The vascular herbarium at the University of Arizona (ARIZ), with about 345,000 sheets at the present time, is the largest herbarium in the region. It holds the largest collection of plants from Arizona and from the state of Sonora, Mexico, and significant holdings from all other parts of the arid southwest and northwestern Mexico. It is an extremely active herbarium, whether measured in terms of active research projects that are based here, loans and interactions with researchers at other institutions, use by the students of all levels, or out-reach activities.

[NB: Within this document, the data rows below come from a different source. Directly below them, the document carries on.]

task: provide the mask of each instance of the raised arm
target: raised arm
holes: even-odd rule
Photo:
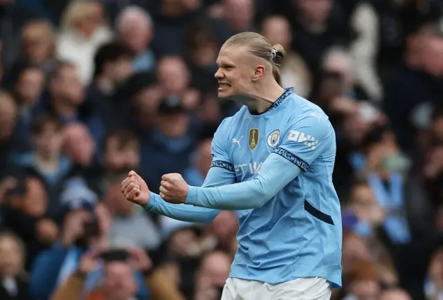
[[[230,185],[235,182],[234,167],[229,162],[229,156],[224,147],[226,143],[222,140],[224,135],[221,133],[224,123],[225,121],[222,123],[213,140],[213,162],[202,186],[205,188]],[[150,212],[177,220],[207,223],[212,222],[220,212],[217,209],[168,203],[159,195],[150,191],[146,182],[134,171],[122,185],[122,192],[127,200],[140,204]]]
[[[220,187],[234,182],[234,173],[221,167],[211,167],[202,187]],[[149,202],[145,208],[176,220],[204,223],[211,223],[220,212],[219,209],[213,208],[168,203],[152,192],[150,192]]]
[[[218,187],[189,187],[185,204],[225,210],[260,207],[306,171],[327,148],[335,147],[326,116],[308,116],[292,126],[280,144],[249,181]]]

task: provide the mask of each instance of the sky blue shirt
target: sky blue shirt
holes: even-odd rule
[[[341,286],[336,140],[325,113],[288,88],[262,114],[244,106],[224,120],[212,148],[205,184],[190,187],[185,204],[152,194],[147,208],[197,222],[237,211],[230,277],[275,284],[320,276]]]

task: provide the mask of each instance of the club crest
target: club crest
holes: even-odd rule
[[[249,130],[249,148],[253,150],[258,144],[258,129],[254,128]]]
[[[268,146],[274,147],[278,144],[280,142],[280,130],[274,130],[268,135]]]

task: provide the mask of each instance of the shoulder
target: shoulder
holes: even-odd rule
[[[217,129],[217,133],[228,133],[234,128],[239,121],[243,120],[245,110],[247,109],[246,106],[242,106],[239,111],[238,111],[232,117],[225,118],[222,123],[219,125]]]
[[[316,135],[319,139],[327,138],[334,132],[329,117],[318,105],[297,95],[294,100],[287,129],[297,130],[311,136]]]

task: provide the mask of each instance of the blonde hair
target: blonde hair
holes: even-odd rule
[[[3,242],[4,240],[10,239],[12,241],[17,245],[20,256],[21,256],[21,262],[20,264],[20,270],[19,272],[19,275],[21,277],[24,277],[25,275],[24,272],[24,263],[26,258],[26,248],[25,247],[25,243],[24,241],[12,231],[8,229],[2,229],[0,231],[0,243]]]
[[[233,35],[224,43],[224,46],[246,46],[252,55],[261,57],[272,64],[272,74],[278,84],[282,86],[282,78],[280,74],[281,65],[286,51],[282,45],[272,46],[269,41],[257,32],[246,32]]]
[[[102,4],[96,0],[82,0],[71,1],[63,12],[62,25],[65,29],[73,29],[93,8],[100,7]]]

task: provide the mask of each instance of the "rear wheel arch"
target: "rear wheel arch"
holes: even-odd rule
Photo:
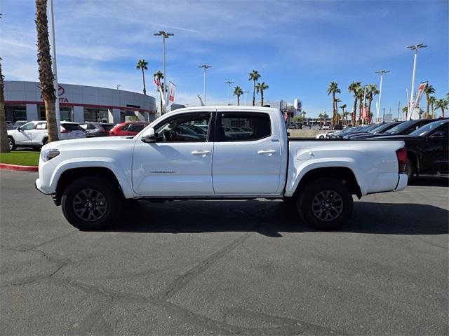
[[[356,175],[350,168],[347,167],[328,167],[309,170],[301,178],[293,193],[293,197],[297,197],[301,192],[302,188],[309,182],[323,178],[340,181],[346,186],[351,194],[356,195],[358,198],[362,197],[361,189]]]

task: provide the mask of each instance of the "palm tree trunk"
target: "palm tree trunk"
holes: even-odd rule
[[[147,95],[147,88],[145,88],[145,73],[144,72],[143,68],[142,68],[142,78],[143,78],[143,94]]]
[[[0,57],[1,59],[1,57]],[[8,130],[6,129],[6,113],[5,113],[5,95],[4,88],[5,84],[1,74],[0,64],[0,153],[9,153],[8,144]]]
[[[58,125],[55,102],[56,95],[53,86],[53,73],[51,69],[50,43],[48,43],[48,21],[47,20],[47,0],[36,0],[36,29],[37,31],[37,64],[42,98],[45,102],[48,142],[57,141]]]

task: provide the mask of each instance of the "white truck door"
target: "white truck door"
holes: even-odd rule
[[[136,141],[133,188],[149,196],[213,195],[211,113],[174,115],[155,125],[156,142]],[[208,127],[206,127],[208,126]]]
[[[213,179],[215,195],[278,194],[281,152],[269,114],[218,112]]]

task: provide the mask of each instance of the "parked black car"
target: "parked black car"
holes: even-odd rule
[[[86,132],[86,136],[88,138],[107,136],[109,135],[109,131],[114,127],[114,124],[94,122],[92,121],[83,122],[79,125]]]
[[[368,134],[382,134],[385,132],[387,132],[388,130],[393,128],[397,125],[399,125],[401,122],[401,121],[398,121],[394,122],[385,122],[384,124],[377,124],[377,127],[372,128],[370,130],[368,130],[368,132],[351,133],[343,136],[343,139],[361,139],[361,137],[366,135],[368,135]]]
[[[377,136],[371,140],[403,140],[407,149],[408,178],[449,174],[449,120],[433,121],[408,135]]]
[[[433,121],[436,121],[436,119],[420,119],[418,120],[404,121],[385,131],[382,134],[373,134],[371,133],[364,135],[361,134],[361,136],[358,136],[356,139],[357,140],[361,140],[363,139],[377,137],[380,135],[382,135],[382,136],[391,136],[392,135],[407,135],[410,134],[412,132],[417,130],[420,127],[429,124]]]

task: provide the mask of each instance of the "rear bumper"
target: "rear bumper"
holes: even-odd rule
[[[400,174],[399,179],[398,180],[398,185],[394,188],[394,191],[403,190],[407,186],[408,182],[408,177],[406,174]]]

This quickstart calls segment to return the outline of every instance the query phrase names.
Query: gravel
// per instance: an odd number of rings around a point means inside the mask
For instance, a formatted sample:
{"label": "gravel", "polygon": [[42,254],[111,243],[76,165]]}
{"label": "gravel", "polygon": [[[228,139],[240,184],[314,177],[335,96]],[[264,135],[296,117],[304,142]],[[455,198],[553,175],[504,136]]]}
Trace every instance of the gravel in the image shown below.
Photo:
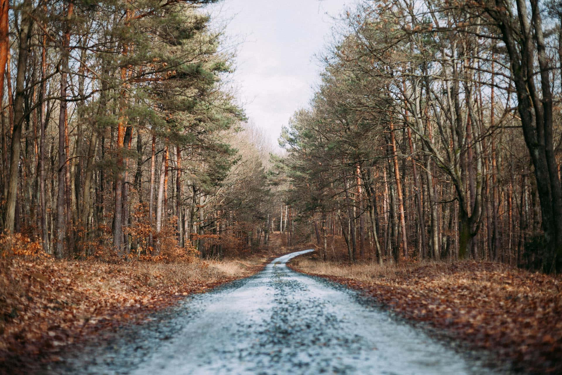
{"label": "gravel", "polygon": [[498,374],[451,343],[361,302],[356,292],[296,273],[262,272],[69,353],[52,374]]}

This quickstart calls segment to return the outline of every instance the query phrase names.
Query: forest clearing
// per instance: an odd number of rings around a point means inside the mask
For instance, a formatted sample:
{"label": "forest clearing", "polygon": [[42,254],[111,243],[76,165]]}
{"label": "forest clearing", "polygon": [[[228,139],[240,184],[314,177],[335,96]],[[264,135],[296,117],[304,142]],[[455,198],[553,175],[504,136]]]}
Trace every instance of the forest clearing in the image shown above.
{"label": "forest clearing", "polygon": [[0,0],[0,372],[562,373],[562,3],[287,1]]}

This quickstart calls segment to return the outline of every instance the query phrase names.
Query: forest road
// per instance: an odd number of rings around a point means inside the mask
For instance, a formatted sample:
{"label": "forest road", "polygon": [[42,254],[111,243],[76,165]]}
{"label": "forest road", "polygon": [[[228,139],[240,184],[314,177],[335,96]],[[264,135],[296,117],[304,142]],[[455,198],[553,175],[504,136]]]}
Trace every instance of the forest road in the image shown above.
{"label": "forest road", "polygon": [[171,316],[92,345],[48,372],[499,373],[361,303],[357,292],[285,265],[311,251],[280,257],[255,276],[187,299]]}

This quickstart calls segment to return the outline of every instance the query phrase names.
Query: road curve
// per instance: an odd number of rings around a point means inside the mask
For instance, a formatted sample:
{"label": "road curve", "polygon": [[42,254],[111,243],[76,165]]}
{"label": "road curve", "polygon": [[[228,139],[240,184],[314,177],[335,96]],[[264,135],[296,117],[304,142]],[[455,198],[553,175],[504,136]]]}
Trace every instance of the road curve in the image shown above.
{"label": "road curve", "polygon": [[188,299],[181,309],[188,313],[122,333],[51,372],[496,373],[359,303],[355,292],[285,265],[311,251],[280,257],[242,282]]}

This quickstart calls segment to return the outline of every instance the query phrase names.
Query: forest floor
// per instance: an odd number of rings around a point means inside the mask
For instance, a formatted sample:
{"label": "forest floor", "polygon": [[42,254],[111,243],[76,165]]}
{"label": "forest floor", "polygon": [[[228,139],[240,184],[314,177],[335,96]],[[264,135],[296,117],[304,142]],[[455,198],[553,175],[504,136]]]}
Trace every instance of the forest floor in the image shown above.
{"label": "forest floor", "polygon": [[[287,251],[192,263],[0,259],[0,373],[53,362],[69,345],[260,270]],[[24,371],[25,372],[25,371]]]}
{"label": "forest floor", "polygon": [[289,265],[361,291],[442,337],[491,350],[515,370],[562,373],[560,277],[483,261],[350,265],[314,253]]}

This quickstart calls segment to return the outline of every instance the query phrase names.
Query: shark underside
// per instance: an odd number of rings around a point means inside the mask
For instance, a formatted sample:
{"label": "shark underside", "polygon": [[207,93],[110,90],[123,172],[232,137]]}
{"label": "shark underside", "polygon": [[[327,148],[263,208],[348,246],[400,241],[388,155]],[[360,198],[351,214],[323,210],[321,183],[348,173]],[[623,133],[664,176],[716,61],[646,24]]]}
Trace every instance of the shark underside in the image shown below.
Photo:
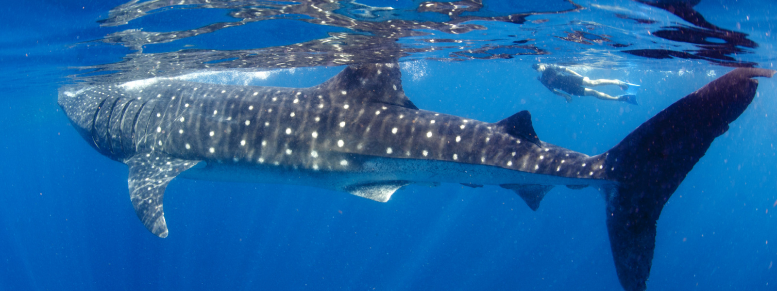
{"label": "shark underside", "polygon": [[498,185],[532,209],[555,185],[594,187],[618,279],[644,290],[664,203],[774,71],[737,68],[681,99],[607,152],[539,140],[526,111],[490,123],[419,109],[398,64],[350,66],[310,88],[158,78],[78,90],[59,104],[99,152],[130,168],[138,217],[165,237],[162,197],[185,178],[285,183],[386,202],[412,184]]}

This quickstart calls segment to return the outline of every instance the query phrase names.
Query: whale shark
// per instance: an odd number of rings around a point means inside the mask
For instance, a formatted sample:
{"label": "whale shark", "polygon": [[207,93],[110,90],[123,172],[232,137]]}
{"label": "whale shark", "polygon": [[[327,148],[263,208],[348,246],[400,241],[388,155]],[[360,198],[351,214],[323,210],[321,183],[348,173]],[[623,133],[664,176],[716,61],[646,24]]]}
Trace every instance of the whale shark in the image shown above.
{"label": "whale shark", "polygon": [[594,187],[625,290],[646,289],[664,205],[713,140],[753,100],[755,77],[737,68],[589,156],[540,139],[521,111],[486,123],[420,109],[399,64],[346,67],[309,88],[157,78],[60,89],[58,103],[98,152],[129,166],[130,198],[154,234],[176,177],[319,187],[387,202],[413,184],[511,190],[536,210],[553,187]]}

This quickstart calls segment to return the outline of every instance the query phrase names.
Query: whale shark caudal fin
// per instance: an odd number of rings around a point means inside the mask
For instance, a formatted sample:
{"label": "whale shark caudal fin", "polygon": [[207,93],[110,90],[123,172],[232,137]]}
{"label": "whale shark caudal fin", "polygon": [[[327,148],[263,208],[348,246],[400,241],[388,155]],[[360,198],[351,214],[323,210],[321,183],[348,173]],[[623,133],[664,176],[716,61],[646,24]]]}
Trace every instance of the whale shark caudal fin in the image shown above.
{"label": "whale shark caudal fin", "polygon": [[755,95],[754,77],[775,71],[737,68],[681,99],[629,133],[605,154],[614,169],[605,187],[607,230],[626,291],[646,288],[664,203],[713,140],[728,130]]}
{"label": "whale shark caudal fin", "polygon": [[167,184],[197,162],[170,158],[156,152],[138,154],[124,161],[124,164],[130,166],[127,182],[132,206],[143,225],[156,236],[167,237],[167,223],[162,209]]}

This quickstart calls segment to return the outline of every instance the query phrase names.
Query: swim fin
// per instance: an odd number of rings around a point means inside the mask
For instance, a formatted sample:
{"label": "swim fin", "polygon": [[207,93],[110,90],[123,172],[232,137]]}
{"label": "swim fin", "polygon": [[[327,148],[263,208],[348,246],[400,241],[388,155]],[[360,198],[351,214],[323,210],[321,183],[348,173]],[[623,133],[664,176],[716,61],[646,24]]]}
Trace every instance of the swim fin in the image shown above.
{"label": "swim fin", "polygon": [[618,96],[618,100],[623,101],[629,104],[634,104],[636,106],[639,105],[636,102],[636,95],[634,94],[623,94]]}

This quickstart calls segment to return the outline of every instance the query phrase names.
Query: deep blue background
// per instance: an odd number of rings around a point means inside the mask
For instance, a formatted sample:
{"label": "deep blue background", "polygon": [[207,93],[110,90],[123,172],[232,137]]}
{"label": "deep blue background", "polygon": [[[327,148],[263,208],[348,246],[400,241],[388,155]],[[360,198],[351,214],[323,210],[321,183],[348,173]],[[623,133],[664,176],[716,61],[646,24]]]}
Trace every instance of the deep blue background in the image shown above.
{"label": "deep blue background", "polygon": [[[532,212],[494,186],[410,186],[380,203],[312,188],[176,179],[165,199],[170,235],[152,235],[127,197],[127,167],[89,147],[56,104],[68,67],[127,53],[68,46],[119,29],[94,23],[116,4],[15,2],[4,13],[0,290],[621,289],[605,203],[592,189],[558,187]],[[710,21],[740,17],[716,2],[699,7]],[[773,36],[759,37],[760,50],[773,47]],[[565,103],[529,64],[409,62],[403,85],[420,108],[484,121],[528,109],[542,140],[594,154],[712,81],[709,70],[729,70],[677,61],[671,70],[586,72],[641,84],[633,106]],[[267,81],[310,85],[336,70]],[[777,81],[760,81],[753,104],[664,208],[649,289],[775,289]]]}

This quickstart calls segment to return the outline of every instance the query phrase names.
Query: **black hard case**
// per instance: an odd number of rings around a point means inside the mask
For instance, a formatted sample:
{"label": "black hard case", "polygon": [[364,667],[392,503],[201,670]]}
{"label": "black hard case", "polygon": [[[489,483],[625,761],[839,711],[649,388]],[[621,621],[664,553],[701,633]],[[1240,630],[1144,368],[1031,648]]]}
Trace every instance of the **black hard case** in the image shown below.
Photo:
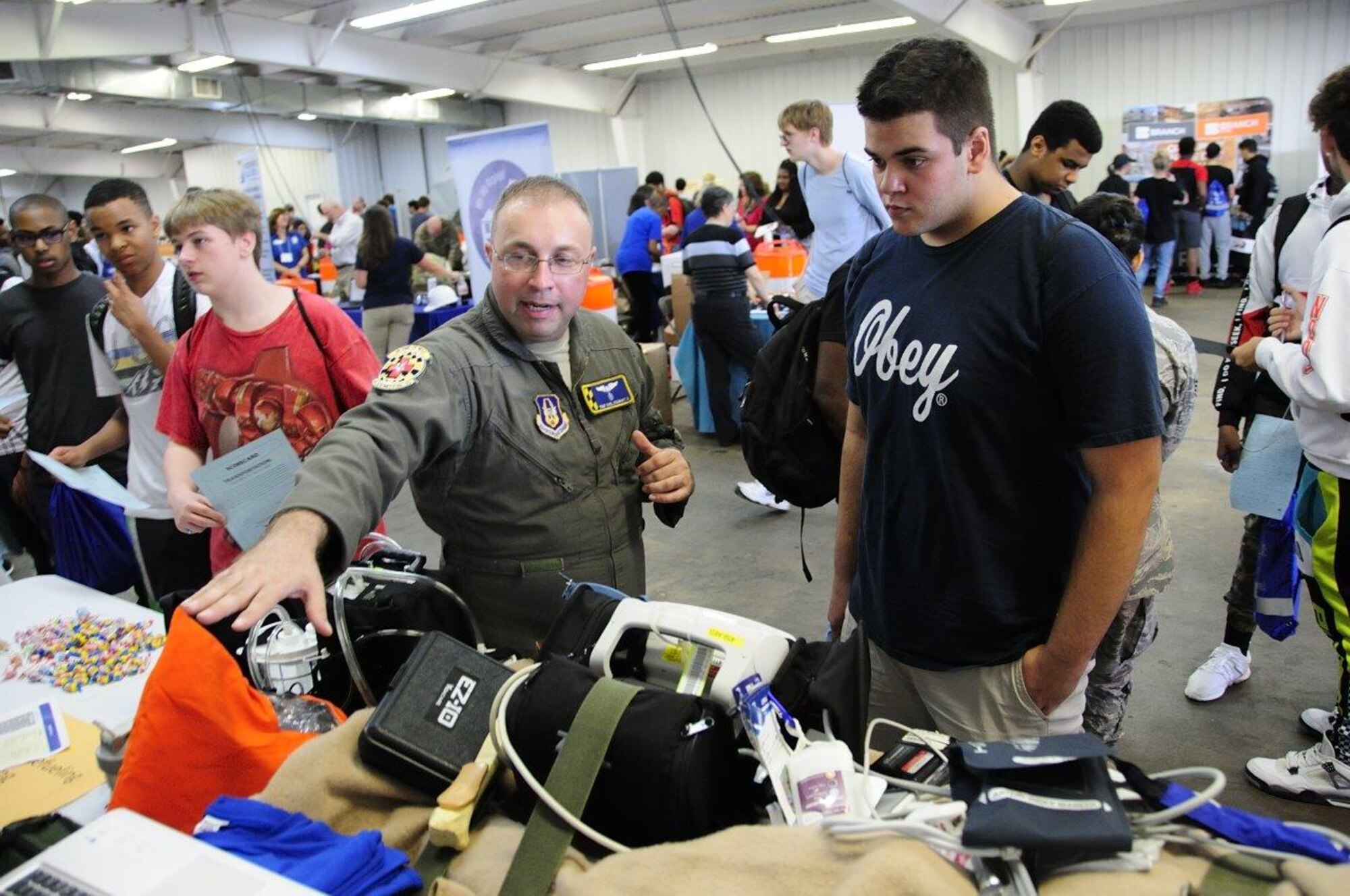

Because of its very active program of collecting in support of research, the herbarium is beginning to experience a space crisis. This is the case despite a rigorous policy regarding acquisitions which demands that newly accessioned specimens have research value, build on areas of strength, and not represent excessive duplication. Without increasing storage capacity, the collection will soon be in the position of rejecting specimens or of storing them in a fashion that renders them inaccessible to researchers and students, neither of which is tenable for a herbarium as active as ARIZ. At the same time, there is little additional physical space readily that is both suitable and available.
To alleviate this crisis, this project will provide for the installation a mobile of the storage system (compactors). Compactors substantially increase storage capacity within the same physical space by reducing the number of permanently open aisles between rows of herbarium cases (or of bookshelves, medical records, etc., in the case of other applications). The total impact of the project will enable the herbarium to increase its current capacity by 50% and to continue its present growth trajectory for nearly 25 years.